Вилька рос шалопаем. Нет, хулиганом он не был. Он был добрым и ласковым мальчишкой, но был совершенно не управляемым. Он мог самостоятельно в десятилетнем возрасте сесть в рыбацкую лодку и уйти в море на расстояние, едва различимое глазом, или взобраться на высочайшую скалу, где гнездятся лишь чайки да морские попугаи-топорки, только для того, чтобы собрать яйца в их гнёздах. В семье заслуженного врача СССР Марка Абрамовича Ашкенази детей было двое. И даже, когда дети подросли и уже определились на жизненном пути, их мама, Раиса Наумовна, говорила: - Боренька- то наш, какой же он умница. Школу закончил с золотой медалью, в медицинский поступил, весь в отца! А другой то наш, Вилли, шалопай шалопаем растет. Школу юнг окончил. Представляете! Моряком стал. И какая порядочная девушка с моряком свяжется? И в кого он эдакий шалопай?

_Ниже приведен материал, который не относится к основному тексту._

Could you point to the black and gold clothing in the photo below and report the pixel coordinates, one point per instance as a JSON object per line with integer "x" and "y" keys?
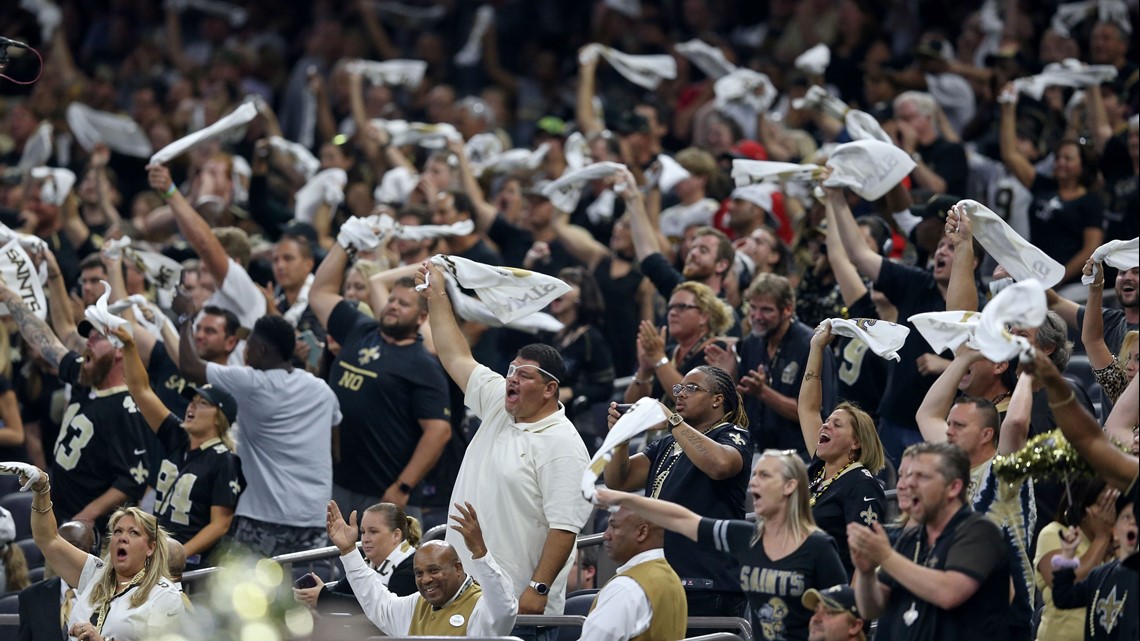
{"x": 192, "y": 481}
{"x": 102, "y": 445}
{"x": 774, "y": 587}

 А девчата Вильку любили. Высокий, стройный, с коротко остриженными кудрявыми волосами цвета вороньего крыла, с
озорными, всегда смеющимися глазами, аккуратными усиками на красивом, мужественном лице, он был мечтой многих местных красавиц.
 Девушку звали Светланой. Она была из категории тех людей, которые вербовались на Камчатку и Сахалин в поисках приключений и скорого заработка, в поисках эфемерного счастья. К ним с пренебрежением относились местные жители, презрительно называя их «Вербованные». В городе их не принимали на работу, справедливо считая, что они не способны на честный труд.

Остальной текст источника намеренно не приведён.